Unos días después la respuesta es definitiva: asesinarlo. Pero ¿quién lo hará? El héroe era un médico de pobres allá en su lejano Comitán de las Flores, donde además cumplía su deber de ciudadano participando en política. Al regresar a su villa natal, su pueblo le otorga cargos públicos locales y luego lo hace senador suplente; entonces viaja a México y se hospeda tranquilamente en el Hotel Jardín de la capital. La sucesión de hechos que integran el drama se inicia con la muerte inesperada del senador propietario, y Domínguez, el médico de Comitán, ahora senador suplente, sin buscarlo ni quererlo tiene que asumir el papel de representante de su estado en la cámara alta del Congreso y lo hace a plenitud; acepta cumplir su encomienda y su destino.
Quien encabeza a los que lo privan de la vida es también médico, según se dice –el pueblo siempre sabe, siempre se entera–, y mutila su cadáver cercenándole la lengua para presentarla como un trofeo a su amo en prueba del cumplimiento de la nefanda encomienda. Se trata del médico traidor, servil, adulador del peor presidente (hasta entonces) que México había tenido, que en el ejercicio de su profesión sólo se ocupaba de pacientes poderosos, adinerados e influyentes.
Madero y Huerta |
Al correr del tiempo, la historia –que es justiciera y no cuenta por instantes ni por días lo que sucede a las naciones–, puso en su sitio al usurpador, declarándolo para siempre el prototipo de la maldad, la infidelidad y la traición, y a su servil sicario más abajo todavía que su superior.
En cambio, la historia recuerda al ciudadano pleno de dignidad, al médico de pueblo, altivo, consciente de su deber; rememora al que exigió el derrocamiento del tirano, y que, con espíritu democrático profundo, pidió a sus colegas senadores que asumieran a plenitud sus facultades como representantes de la nación, que tuvieran valor civil y decretaran la deposición del cargo del presidente asesino.

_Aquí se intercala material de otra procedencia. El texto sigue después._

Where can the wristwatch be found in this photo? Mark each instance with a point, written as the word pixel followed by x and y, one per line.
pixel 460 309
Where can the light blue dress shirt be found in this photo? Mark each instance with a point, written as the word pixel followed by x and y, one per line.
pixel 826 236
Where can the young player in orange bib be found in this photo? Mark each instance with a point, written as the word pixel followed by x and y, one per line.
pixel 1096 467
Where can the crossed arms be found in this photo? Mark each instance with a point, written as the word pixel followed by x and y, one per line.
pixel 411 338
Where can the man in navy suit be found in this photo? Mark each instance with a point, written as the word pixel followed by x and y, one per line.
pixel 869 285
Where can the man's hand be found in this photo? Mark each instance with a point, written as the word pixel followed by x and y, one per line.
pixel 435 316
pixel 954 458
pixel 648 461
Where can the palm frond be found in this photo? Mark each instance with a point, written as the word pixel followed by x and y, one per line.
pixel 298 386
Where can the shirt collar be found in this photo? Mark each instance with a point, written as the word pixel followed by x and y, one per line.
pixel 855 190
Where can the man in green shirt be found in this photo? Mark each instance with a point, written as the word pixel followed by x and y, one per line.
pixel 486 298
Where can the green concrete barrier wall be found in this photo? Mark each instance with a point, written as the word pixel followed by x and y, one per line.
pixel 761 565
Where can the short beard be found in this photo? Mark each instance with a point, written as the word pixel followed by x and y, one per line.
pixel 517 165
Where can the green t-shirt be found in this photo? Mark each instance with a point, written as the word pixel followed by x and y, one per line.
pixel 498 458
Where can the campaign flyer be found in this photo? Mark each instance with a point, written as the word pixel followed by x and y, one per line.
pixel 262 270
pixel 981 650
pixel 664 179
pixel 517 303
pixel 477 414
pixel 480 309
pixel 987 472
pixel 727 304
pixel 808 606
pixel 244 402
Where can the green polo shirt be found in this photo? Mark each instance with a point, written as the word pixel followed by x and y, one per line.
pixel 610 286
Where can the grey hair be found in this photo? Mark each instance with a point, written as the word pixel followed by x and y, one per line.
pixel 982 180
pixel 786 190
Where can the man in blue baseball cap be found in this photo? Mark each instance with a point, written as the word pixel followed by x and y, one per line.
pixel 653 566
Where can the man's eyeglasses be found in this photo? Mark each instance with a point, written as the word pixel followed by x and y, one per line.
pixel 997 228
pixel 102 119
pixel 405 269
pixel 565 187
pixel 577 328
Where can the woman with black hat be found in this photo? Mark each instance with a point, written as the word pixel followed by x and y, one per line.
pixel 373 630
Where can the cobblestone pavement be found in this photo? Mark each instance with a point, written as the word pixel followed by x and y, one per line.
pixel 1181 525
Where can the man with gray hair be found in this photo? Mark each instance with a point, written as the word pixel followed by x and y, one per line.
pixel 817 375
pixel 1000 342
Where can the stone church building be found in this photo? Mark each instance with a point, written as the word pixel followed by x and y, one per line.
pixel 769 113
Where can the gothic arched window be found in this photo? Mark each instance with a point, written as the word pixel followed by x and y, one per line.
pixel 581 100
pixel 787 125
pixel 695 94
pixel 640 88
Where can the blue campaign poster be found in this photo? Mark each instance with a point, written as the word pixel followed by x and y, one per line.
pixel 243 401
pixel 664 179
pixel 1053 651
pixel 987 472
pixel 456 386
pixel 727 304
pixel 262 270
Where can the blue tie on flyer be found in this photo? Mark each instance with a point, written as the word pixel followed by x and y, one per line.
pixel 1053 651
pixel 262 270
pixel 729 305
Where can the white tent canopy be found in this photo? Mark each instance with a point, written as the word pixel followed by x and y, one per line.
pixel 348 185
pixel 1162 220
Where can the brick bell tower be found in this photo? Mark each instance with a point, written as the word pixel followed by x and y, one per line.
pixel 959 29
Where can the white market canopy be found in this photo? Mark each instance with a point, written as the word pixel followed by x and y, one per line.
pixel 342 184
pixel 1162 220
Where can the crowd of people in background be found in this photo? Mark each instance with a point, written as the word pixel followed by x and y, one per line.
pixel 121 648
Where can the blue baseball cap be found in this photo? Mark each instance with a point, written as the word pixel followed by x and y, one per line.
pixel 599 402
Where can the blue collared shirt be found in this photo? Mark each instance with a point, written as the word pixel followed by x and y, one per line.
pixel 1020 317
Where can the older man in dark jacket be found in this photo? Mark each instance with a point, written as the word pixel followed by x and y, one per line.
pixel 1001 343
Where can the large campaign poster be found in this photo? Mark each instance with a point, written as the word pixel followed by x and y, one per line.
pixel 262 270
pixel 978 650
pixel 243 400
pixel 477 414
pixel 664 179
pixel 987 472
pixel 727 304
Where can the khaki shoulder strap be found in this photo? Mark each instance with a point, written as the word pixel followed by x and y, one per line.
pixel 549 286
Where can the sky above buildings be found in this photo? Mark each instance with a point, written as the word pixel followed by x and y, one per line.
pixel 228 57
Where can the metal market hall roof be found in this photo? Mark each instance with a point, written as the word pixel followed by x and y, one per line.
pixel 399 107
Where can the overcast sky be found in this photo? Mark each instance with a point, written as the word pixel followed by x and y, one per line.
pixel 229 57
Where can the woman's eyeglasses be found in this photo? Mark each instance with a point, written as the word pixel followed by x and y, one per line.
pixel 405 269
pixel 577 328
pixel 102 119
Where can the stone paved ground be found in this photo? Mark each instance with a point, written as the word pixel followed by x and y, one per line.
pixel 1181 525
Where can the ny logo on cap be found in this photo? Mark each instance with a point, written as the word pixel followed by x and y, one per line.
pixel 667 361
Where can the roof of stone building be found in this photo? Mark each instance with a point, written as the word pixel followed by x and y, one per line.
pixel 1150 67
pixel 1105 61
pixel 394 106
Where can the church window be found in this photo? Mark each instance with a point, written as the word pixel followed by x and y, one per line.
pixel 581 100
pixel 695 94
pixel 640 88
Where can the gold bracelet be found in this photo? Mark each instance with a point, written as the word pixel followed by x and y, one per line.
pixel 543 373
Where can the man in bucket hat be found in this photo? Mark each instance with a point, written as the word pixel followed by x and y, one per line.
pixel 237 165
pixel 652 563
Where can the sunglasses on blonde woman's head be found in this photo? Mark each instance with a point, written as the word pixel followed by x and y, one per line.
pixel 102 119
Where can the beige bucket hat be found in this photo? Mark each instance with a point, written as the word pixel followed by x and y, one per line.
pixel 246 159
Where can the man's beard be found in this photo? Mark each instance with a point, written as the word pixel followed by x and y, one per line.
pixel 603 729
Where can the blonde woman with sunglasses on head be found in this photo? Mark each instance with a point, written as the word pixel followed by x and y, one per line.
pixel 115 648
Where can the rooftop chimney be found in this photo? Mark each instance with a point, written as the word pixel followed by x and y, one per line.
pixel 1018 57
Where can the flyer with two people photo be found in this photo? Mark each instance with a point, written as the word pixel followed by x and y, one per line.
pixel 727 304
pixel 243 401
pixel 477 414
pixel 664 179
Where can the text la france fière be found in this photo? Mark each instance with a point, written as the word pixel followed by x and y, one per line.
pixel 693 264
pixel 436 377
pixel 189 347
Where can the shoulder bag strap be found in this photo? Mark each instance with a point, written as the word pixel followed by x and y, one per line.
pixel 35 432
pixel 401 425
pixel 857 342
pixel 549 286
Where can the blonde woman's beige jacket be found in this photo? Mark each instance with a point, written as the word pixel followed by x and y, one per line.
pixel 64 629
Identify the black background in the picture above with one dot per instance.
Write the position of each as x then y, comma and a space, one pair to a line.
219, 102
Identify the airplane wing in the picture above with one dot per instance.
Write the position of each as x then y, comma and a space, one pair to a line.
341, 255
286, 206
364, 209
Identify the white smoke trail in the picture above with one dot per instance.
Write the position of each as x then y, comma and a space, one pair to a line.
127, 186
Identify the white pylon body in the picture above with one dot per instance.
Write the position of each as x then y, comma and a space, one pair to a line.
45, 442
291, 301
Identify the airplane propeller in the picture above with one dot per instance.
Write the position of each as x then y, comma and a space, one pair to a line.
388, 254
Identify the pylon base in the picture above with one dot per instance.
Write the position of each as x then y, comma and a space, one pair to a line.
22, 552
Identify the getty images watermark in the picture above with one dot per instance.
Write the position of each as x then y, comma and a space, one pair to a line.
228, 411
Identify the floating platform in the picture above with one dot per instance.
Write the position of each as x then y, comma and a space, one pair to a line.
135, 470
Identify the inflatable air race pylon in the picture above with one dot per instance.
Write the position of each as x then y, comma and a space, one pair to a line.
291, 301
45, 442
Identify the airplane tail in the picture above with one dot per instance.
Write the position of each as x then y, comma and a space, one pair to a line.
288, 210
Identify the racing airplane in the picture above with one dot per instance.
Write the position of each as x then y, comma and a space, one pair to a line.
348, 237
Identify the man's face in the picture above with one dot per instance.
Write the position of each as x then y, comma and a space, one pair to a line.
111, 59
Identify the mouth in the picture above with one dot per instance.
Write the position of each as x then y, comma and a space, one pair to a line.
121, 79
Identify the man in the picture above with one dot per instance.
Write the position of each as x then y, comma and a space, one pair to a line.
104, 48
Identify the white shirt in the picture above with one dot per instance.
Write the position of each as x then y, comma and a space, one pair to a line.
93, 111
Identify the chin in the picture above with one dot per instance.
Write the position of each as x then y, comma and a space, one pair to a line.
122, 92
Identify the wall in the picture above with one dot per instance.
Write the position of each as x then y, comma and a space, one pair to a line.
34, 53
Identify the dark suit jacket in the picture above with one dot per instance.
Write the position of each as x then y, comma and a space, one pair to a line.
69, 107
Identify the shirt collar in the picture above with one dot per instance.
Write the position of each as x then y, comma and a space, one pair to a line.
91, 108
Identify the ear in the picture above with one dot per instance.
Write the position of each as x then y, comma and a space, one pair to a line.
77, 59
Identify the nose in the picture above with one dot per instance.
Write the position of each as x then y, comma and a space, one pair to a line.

La lección es clara: hoy, ante la inminencia de un gran atropello a la dignidad de la nación, a su economía, a la soberanía de México, cuando los legisladores de nuestro tiempo deben votar, es primordial y congruente volver los ojos a la figura de Belisario Domínguez. Debemos preguntarnos: ¿qué podemos esperar de estos legisladores de hoy? ¿Se comportarán como el médico patriota y valiente enfrentando al tirano, o serán como el médico servil y traidor que lo asesinó? El héroe de esta historia se jugó la vida; los congresistas de nuestros días, que a lo sumo se juegan el cargo o sus ventajas materiales, ¿qué harán?
Pronto lo sabremos. Esperemos que los legisladores de nuestros días, que exaltan a Belisario Domínguez otorgando una medalla con su nombre, ante el intento de volver a entregar el petróleo a los extranjeros, al menos algunos, a cien años de la tragedia, lo recuerden, sigan su ejemplo y salven su propia dignidad y la del Congreso del que forman parte. La responsabilidad es de ellos; el deber de exigirles y recordarles la historia, es nuestro. Que el senador Belisario Domínguez sirva de inspiración.